Lazların Kafkasya kökenli oldukları bilgisi hariç, ortaya
konanlar gerçeklerle pek bağdaşır gözükmemektedir. Zira,
Lazların (Lazca konuşanların) Trabzon Vilayeti’nde
yaşadıklarına dair bu bilgi, hiçbir tarihçi tarafından
doğrulanmadığı gibi, günümüz gerçekleri ile de örtüşmemektedir
ve bu iddialar, diller arası kurulan ilişkinin ötesine
geçememektedir.
Erzurum’un Laz olarak bilindiği gibi bir iddiayı dahi öne
sürmekten imtina etmeyen akademisyenler sonuç paragrafında
“Trabzon’u, Giresun’u, yani Gürcistan’dan alınan toprakların
yalnızca bir bölümünü oluşturan Doğu Lazistan’ı amaçlıyoruz.”

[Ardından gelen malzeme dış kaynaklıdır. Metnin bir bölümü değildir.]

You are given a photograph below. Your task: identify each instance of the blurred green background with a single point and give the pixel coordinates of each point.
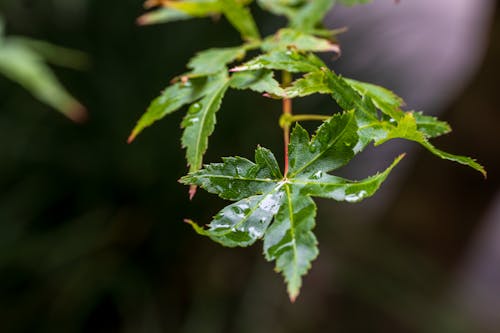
(91, 232)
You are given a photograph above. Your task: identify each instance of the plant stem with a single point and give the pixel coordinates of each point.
(287, 110)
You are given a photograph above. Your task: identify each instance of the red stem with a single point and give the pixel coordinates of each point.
(287, 109)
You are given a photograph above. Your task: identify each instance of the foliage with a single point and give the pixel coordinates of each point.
(271, 204)
(23, 60)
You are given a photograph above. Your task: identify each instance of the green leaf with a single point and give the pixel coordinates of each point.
(237, 178)
(430, 126)
(311, 83)
(279, 208)
(172, 99)
(215, 60)
(365, 99)
(199, 123)
(259, 80)
(290, 241)
(407, 129)
(244, 222)
(290, 61)
(331, 147)
(196, 8)
(23, 65)
(286, 39)
(311, 14)
(303, 14)
(384, 99)
(162, 15)
(354, 2)
(56, 55)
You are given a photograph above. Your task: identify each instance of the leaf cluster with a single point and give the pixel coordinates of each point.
(23, 60)
(271, 204)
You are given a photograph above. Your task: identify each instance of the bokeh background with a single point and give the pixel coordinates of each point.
(91, 231)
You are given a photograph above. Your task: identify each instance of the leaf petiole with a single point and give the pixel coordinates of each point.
(288, 119)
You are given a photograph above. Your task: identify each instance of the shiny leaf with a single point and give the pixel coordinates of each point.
(214, 60)
(263, 194)
(172, 99)
(290, 61)
(199, 123)
(286, 39)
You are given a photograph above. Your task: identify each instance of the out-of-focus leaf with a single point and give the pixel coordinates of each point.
(302, 14)
(354, 2)
(54, 54)
(23, 65)
(286, 39)
(241, 18)
(162, 15)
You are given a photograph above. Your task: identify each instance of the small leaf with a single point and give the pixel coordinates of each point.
(241, 18)
(196, 8)
(303, 15)
(258, 80)
(310, 83)
(290, 241)
(384, 99)
(311, 14)
(331, 147)
(199, 123)
(162, 15)
(354, 2)
(430, 126)
(172, 99)
(215, 60)
(407, 129)
(237, 178)
(327, 186)
(286, 39)
(244, 222)
(290, 61)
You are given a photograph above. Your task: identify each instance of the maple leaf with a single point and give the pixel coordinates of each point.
(277, 208)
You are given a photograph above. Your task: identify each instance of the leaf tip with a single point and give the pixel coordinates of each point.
(131, 137)
(77, 113)
(192, 191)
(293, 296)
(142, 20)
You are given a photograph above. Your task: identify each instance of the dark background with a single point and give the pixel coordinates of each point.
(91, 231)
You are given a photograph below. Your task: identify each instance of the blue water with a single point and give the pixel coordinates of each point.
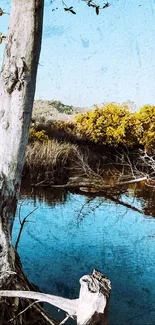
(66, 240)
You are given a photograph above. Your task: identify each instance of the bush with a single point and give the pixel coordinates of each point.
(37, 135)
(110, 125)
(146, 117)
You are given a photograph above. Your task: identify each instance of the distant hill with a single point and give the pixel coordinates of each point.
(54, 110)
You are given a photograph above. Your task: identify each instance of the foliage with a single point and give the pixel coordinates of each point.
(146, 117)
(110, 125)
(62, 108)
(37, 135)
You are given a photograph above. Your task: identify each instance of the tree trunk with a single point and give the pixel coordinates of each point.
(17, 88)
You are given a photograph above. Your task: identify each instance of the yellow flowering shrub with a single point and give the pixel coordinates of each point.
(146, 117)
(110, 125)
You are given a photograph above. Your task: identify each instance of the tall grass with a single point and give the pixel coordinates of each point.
(48, 161)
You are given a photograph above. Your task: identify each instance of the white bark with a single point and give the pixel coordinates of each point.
(89, 308)
(17, 88)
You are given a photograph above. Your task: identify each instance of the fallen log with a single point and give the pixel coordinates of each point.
(95, 185)
(89, 308)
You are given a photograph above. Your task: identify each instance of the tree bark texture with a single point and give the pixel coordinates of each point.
(17, 88)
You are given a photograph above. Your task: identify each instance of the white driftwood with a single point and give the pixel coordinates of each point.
(17, 88)
(68, 305)
(89, 308)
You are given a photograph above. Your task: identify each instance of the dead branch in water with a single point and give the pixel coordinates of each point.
(22, 223)
(91, 306)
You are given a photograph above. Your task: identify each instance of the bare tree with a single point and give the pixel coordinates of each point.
(17, 88)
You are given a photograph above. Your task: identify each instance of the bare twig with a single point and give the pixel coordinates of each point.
(22, 225)
(23, 311)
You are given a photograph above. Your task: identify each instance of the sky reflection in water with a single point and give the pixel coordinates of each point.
(66, 241)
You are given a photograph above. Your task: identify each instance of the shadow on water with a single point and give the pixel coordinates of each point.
(72, 233)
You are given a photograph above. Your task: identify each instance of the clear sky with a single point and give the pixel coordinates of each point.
(88, 59)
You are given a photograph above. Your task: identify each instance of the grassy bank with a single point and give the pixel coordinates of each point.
(102, 143)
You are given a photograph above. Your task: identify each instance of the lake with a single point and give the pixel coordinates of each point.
(71, 234)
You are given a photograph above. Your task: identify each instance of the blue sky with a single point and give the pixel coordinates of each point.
(88, 59)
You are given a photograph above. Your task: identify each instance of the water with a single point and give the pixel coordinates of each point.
(69, 237)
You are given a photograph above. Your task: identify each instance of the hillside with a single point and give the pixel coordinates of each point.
(44, 110)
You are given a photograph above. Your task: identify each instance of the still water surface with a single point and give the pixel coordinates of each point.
(71, 236)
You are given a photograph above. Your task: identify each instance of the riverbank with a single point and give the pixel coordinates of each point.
(99, 148)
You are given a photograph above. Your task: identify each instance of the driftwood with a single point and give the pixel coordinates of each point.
(95, 185)
(89, 308)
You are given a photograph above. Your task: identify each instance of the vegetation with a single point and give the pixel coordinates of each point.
(114, 125)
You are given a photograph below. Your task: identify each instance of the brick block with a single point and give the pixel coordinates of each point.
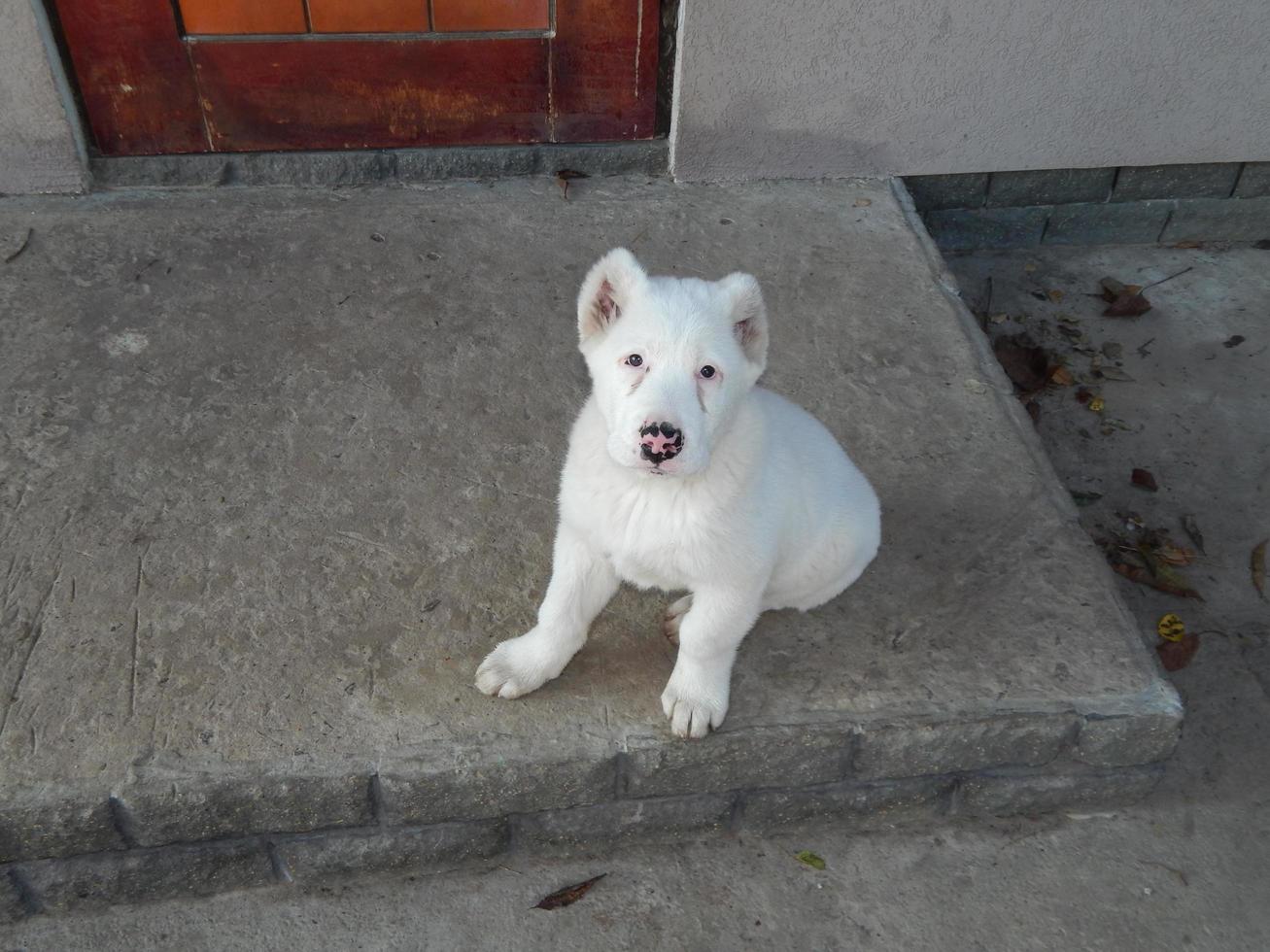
(1049, 187)
(1219, 220)
(907, 749)
(625, 820)
(859, 805)
(1107, 223)
(958, 230)
(1005, 795)
(1205, 181)
(931, 191)
(747, 758)
(1253, 181)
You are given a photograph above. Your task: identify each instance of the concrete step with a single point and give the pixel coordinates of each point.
(277, 470)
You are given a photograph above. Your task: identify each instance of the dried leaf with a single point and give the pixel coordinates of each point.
(566, 175)
(1134, 572)
(569, 894)
(1174, 555)
(1191, 528)
(1170, 628)
(15, 255)
(1175, 655)
(1024, 362)
(1145, 480)
(1128, 305)
(1114, 373)
(1060, 376)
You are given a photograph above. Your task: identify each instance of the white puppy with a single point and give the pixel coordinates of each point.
(683, 475)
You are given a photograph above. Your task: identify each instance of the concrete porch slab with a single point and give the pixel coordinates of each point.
(277, 470)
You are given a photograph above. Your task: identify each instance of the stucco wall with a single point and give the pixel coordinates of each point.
(811, 87)
(37, 148)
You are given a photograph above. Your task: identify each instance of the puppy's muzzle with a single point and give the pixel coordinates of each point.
(661, 442)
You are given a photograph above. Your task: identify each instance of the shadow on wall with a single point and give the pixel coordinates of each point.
(752, 145)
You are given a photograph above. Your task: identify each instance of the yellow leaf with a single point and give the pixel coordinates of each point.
(810, 858)
(1170, 628)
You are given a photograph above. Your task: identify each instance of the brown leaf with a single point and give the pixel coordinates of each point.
(1024, 362)
(566, 175)
(15, 255)
(1174, 555)
(1192, 530)
(1128, 305)
(1169, 586)
(1113, 373)
(1143, 479)
(569, 894)
(1175, 655)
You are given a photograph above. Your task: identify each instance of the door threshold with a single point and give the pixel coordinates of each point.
(377, 166)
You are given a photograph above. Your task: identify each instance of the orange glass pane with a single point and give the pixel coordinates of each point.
(485, 16)
(368, 16)
(243, 16)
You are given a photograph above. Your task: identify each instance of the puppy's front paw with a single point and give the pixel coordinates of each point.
(696, 698)
(520, 665)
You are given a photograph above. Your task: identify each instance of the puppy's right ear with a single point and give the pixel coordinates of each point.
(607, 290)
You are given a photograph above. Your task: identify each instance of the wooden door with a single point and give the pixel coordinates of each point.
(160, 77)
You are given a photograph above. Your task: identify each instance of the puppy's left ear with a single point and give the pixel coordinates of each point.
(607, 290)
(748, 317)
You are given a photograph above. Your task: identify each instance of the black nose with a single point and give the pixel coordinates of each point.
(659, 442)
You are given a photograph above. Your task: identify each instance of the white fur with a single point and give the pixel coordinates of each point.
(761, 509)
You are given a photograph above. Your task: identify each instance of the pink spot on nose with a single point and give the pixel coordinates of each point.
(658, 443)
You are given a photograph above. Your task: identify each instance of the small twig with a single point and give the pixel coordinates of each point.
(1169, 278)
(20, 248)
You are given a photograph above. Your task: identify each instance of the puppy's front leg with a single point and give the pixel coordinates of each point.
(582, 583)
(696, 696)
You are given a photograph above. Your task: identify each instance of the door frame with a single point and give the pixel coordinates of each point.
(148, 89)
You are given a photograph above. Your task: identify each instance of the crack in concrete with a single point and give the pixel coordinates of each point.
(37, 629)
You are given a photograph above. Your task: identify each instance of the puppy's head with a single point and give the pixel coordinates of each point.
(669, 359)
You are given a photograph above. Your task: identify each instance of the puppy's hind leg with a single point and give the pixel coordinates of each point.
(582, 583)
(673, 617)
(696, 696)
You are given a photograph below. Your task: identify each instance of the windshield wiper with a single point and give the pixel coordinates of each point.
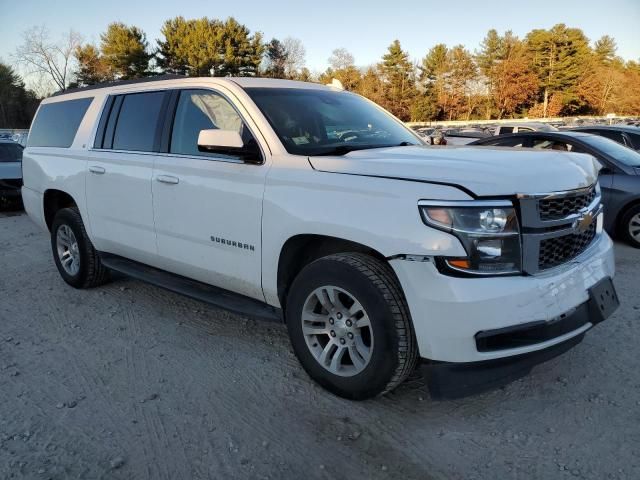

cümlesiyle sözde “haklı istemlerini” ortaya koymaktadırlar.
İsmail Avcı Bucaklişi: Ortadoğu’da işgal siyasetine başvurarak
egemenlik kurmaya çalışan ABD emperyalizmi, Kafkaslar ve Orta
Asya’da da, “Kadife Devrim”ler yoluyla hegemonyasını inşaa
etmeye başladıktan hemen sonra, bu kapsamda, bizzat kendisi
tarafından kurulan 'Açık Toplum Enstitüleri' vasıtasıyla,
çeşitli sosyo-kulturel projeler tasarlayarak, etkinlikler
göstermeye de başlamış bulunmaktadır.
Proje kapsamındaki görüşlerin akademik-bilimsel altyapısını
oluşturacak olan ve ayni zamanda Soros Vakfı’ndan büyük oranda
maddi destek alan, Rektörlüğünü Prof. Dr. Gigi Tevzadze’nin
yaptığı ve Tiflis’te kurulan, İlia Cavcavadze
Üniversitesi'nin, Açık Toplum Gürcistan Vakıf Başkanı David
Darchiashvili'nin, Açık Toplum Gürcistan Vakfı Program
Koordinatörü Giga Zedania’nın yapımcılığını ve sunuculuğunu
yaptığı, Soros Vakfı kontrolündeki, Gürcistan devlet
televizyon kanalında, düzenledikleri bir program da, tüm
yönleri ile ülke kamuoyuna aktardıkları ve ardından dünya
kamuoyuna aktaracakları iddialara şimdiden dikkat çekmek ve
ileri de, ortaya atılabilecek iddialara karşı da gerçeklerin
bilincinde ve hazır olmak adına, konuyla ilgilenenleri
bilgilendirmektir.
Türkiye'nin her acıdan ilgi alanı içerisinde bulunan ve
bulunması gereken Kafkasya Bölgesi'ndeki asimilasyona
uğratılmak istenen halklara mensup olan Akademisyenlerin ve
konuyla ilgili, Türkiye'deki yazarların görüşlerinden de
yararlanarak, bu konunun, gerçek yönlerinin bilinmesine ve
global çıkar çevrelerince kurulan tuzakların farkında
olunmasına yardımcı olmak ve varlıkları ile kazandıkları
haklarını, kimliklerini ve dillerini korumak isteyen, bu
bölgedeki tüm halkların seslerini duyurabilmeyi
amaçlamaktayım.
Kendiside bir Magrel olan ve Gürcistan'da yaşayan Megrelo-Laz
tarihçisi ve araştırmacısı Gubaz Çibarişi, Megrel Arkeologisi
ve Tarihçisi Otar Lordkipanidze'nin bu konudaki tespitlerine
de yer verdiği yazısında, bakın neler diyor:
a) “Gürcüler, bazı akademisyenleri de dahil olmak
özere, Gürcüce, Megrelo-Lazca ve Svanca arasındaki dilsel
akrabalığa dayanarak hepimizin aynı olduğunu, yani Megrelo-Lazların,
Svanların ve Gürcülerin bir olduğunu savunmaktadırlar. Bazı
milliyetçi politikacılar daha da ileriye giderek, Megrelo-Lazcanın
Gürcüce'nin bir diyalekti olduğunu bile savunmaktadırlar. Ama
milliyetçilerin savları, bizzat tarafsız gürcü akademisyenler
tarafından bile kabul edilmemektedir. (…) Bundan kısa bir sure
öncesine kadar, Lazlar ile Gürcüler arasında, herhangi bir
akrabalığın olabileceğini kimse düşünemezdi...”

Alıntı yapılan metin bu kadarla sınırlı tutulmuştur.